I used to look at people who were living amazing lives and think “It must be so easy for them. They’re confident, smart, business-savvy AND creative. It must just be a snap.” I like to rationalize this temporary insanity by blaming it on my lack of self-awareness at the time. (I might use that excuse again, actually.)
What I learned as I began to question my own limiting beliefs about myself and others and actively sought to understand how these inspiring people got to where they are today is this:
1. What neurologists have found about people who are really good at something–symphony orchestra members, Olympians, NHL hockey players, art thieves–is that their brains are not wired any differently than yours or mine. All brains are created equal; it’s just that some people actively use theirs to develop particular skills through repeated practice.
2. It’s not that people who succeed don’t fail; they just try again.

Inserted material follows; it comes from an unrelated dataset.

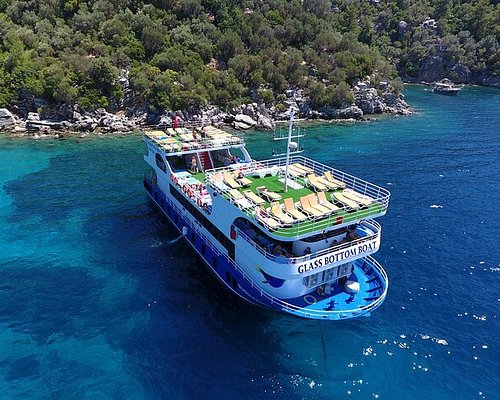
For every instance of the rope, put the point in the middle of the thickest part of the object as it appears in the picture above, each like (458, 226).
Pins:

3. The four-square change cycle as defined by life coach luminary Martha Beck includes four stages, with defined actions and ways of thinking that happen in each stage, and marked progression between each one. It also includes a caveat: as we grow and evolve and move through each square, we repeatedly get tossed back into square one. “I just feel like I’m back at square one again!” we moan. “Yup,” says the successful person, “This happens. It’s all part of the process. I’ll get there.”
4. Successful people admit their weaknesses and love their strengths. They do more of what they do well, and link up with or hire people who excel at what they don’t.
5. The life cycle of the butterfly isn’t as easy-breasy as I first thought. I figured they just climb on into their cocoon, sleep a while, and then wake up a butterfly. Not true! Reality is much more arduous than that. Once the caterpillar creates it’s cocoon, it then has to completely dissolve. Enzymes are released that digest all the caterpillar tissue, converting it into a rich cultural medium–a soup full of cells. Then the caterpillar has to start imagining it might become a butterfly; the imaginal ‘disks’ that will become its wings, legs, antennae and butterfly organs have been there all along, but now they get activated. Next the butterfly has to eat its way through the cocoon, and go through an epic struggle to forge its way out. Once its finally free, it can use its newfound wings. Here’s the kicker: If we try to help the butterfly, by cutting it out of the cocoon, it will die. The struggle to free itself from its cocoon–the house of its old identity–is key to strengthening its wings so it will be able to fly.
6. People who soar re-frame struggle as opportunity for growth–keeping in mind their strengthening wings.